Es indudable que la paridad cambiaria es una de las variables claves que explican la resurrección de muchos sectores y, por ende, parte importante de la fuerte y acelerada recuperación general de la postconvertibilidad. Sobresalen, es obvio, las actividades transables que más habían sufrido con el atraso cambiario, y que desde la devaluación más rápido recuperaron mercado interno sustituyendo o mercados de exportación.
Ejemplo de lo primero es el rubro textil, que esta semana estará celebrando la primera convención que la Fundación ProTejer organiza en la Sociedad Rural Argentina, donde difícilmente se respire tanta prosperidad como el mes pasado durante la exposición agro-ganadera, pero donde seguramente habrá buen clima. Algunas cifras lo justifican. Tras la debacle aperturista de los años ’90, que se comió miles de firmas, redujo la capacidad productiva de toda la cadena a menos de la mitad de lo que había a inicios de los años ’70 y que barrió con 300.000 puestos de trabajo directos, en los últimos tres años se registra: un salto en la producción que ya sobrepasó el nivel máximo registrado durante la década pasada en 1997, un uso de la capacidad instalada que promedia el 75 por ciento, inversiones significativas en equipamiento y capital de trabajo, y la recuperación de la mitad del empleo que se había perdido, entre otros logros.
Pero más allá de este dato microeconómico, y de la euforia con que el Gobierno difunde la caída en el índice de desocupación, lo cierto es que el comportamiento más reciente del mercado laboral despierta algunas inquietudes. Una de ellas es por la brusca desaceleración que hubo en el ritmo de creación de empleo.

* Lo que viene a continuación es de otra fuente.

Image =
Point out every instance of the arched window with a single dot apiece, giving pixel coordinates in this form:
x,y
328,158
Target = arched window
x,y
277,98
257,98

Si se toman en consideración los últimos dos años y medio se observa que, en números gruesos, se generaron 2 millones de nuevos puestos de trabajo genuinos (es decir excluyendo los planes Jefas y Jefes de Hogar), que sirvieron para absorber 800.000 personas que se sumaron al mercado laboral y para acabar con el desempleo de 1,2 millones de personas; traducido a porcentajes esto se reflejó en una caída desde casi el 22 en el año 2002 al 15,7 por ciento ahora, si se lo mide correctamente excluyendo a los que reciben subsidios.
Pero si se desagrega todo ese período aparece una tendencia preocupante. Mientras en el año 2003 el empleo subía un punto porcentual por cada punto de aumento en el PBI, el año pasado esa elasticidad bajó a 0,7 de aumento en el empleo por cada punto de alza de la economía, y si se compara el primer semestre de este año con igual período del año pasado la elasticidad cayó a 0,4, que es incluso inferior al promedio que se registró durante la convertibilidad. Llevado a número de personas, la economía está creando anualmente una cantidad de nuevos puestos de trabajo que no es demasiado superior a los que se incorporan al mercado, de lo cual se desprende la desaceleración última en la tasa de desempleo, y eso cubre de nubarrones las expectativas de llegar rápidamente a una tasa de desocupación de un dígito.
Superponiendo el consenso tan contundente sobre la necesidad de un tipo de cambio competitivo con esta tendencia en el empleo, se llega a una conclusión que por elemental no deja de ser importante: la paridad cambiaria es una herramienta que bien usada es poderosísima para estimular el crecimiento, siempre y cuando se la complemente de manera adecuada.